MORGAN PARK — It's not a Wrigley Field rooftop, but the view from Dave Dowling's backyard is still pretty darn cool.
For the last 24 years, Dowling and his wife, Janice, have lived in a home next to the right field fence of Morgan Park Academy's baseball field. Taking advantage of their proximity to the field, the Dowlings have utilized a deck — which they call the "Clubhouse" — to watch all the Warriors' games.
Justin Breen introduces you to the family that built a deck just beyond the right field fence at Morgan Park Academy:
When the Dowlings moved into the home nearly a quarter of a century ago, Janice said one of the dwelling's key attributes was its vast open space to the north. She and Dave, who have been married 42 years, grew up in Gage Park, where "houses were so close, you could touch either side."
"I love it here," said Janice, a retired elementary school teacher who graduated from Tilden Tech, University of Illinois at Chicago and St. Xavier University. "Where else in the city can you have this big of a yard and have space?"
But she also knew the abode would come with some risks — like home run balls crashing through its windows.
Four times in the last 24 years, baseballs have broken the Dowlings' windows. And each occasion, school maintenance employees have come over to board up the openings and replace the glass.
More often than not, home runs to right end up either in the Dowlings' pool, pair of ponds or in the brush. They also had a bloodhound named Ellie May for 7½ years who would retrieve the balls that landed in the yard. She became so acquainted with the Warriors, the program bought her a school shirt with her name written on the back. The dog wore it once, during a Senior Day ballgame.
"I've had kids hit balls on the roof, over the roof, on my car," said Dave, who noted he once caught a home run ball with his pool net. "I've had dents in the pool, and hundreds of balls have landed in my yard, which I give back unless the dog destroyed them."
Morgan Park baseball coach Tom Drahozal, who's also Morgan Park Academy's Upper School Principal and girls basketball coach, has been at the elite private school for 27 years.
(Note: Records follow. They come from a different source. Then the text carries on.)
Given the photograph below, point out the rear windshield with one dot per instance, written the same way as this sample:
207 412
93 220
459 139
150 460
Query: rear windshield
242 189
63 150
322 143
He's been a fan of the house for just as long, and during his first year at the school he launched a ball in batting practice through its second-floor window.
Drahozal also has been to the Dowlings' backyard countless times to talk baseball and admire the scenery.
"It's a nice view, that's for sure," said Drahozal, of Albany Park. "You don't have any obstructions. From where he's at, you can see the whole field."
The baseball field's first-base foul line stretches about 280 feet to a yellow foul pole that's inches from the Dowlings' home.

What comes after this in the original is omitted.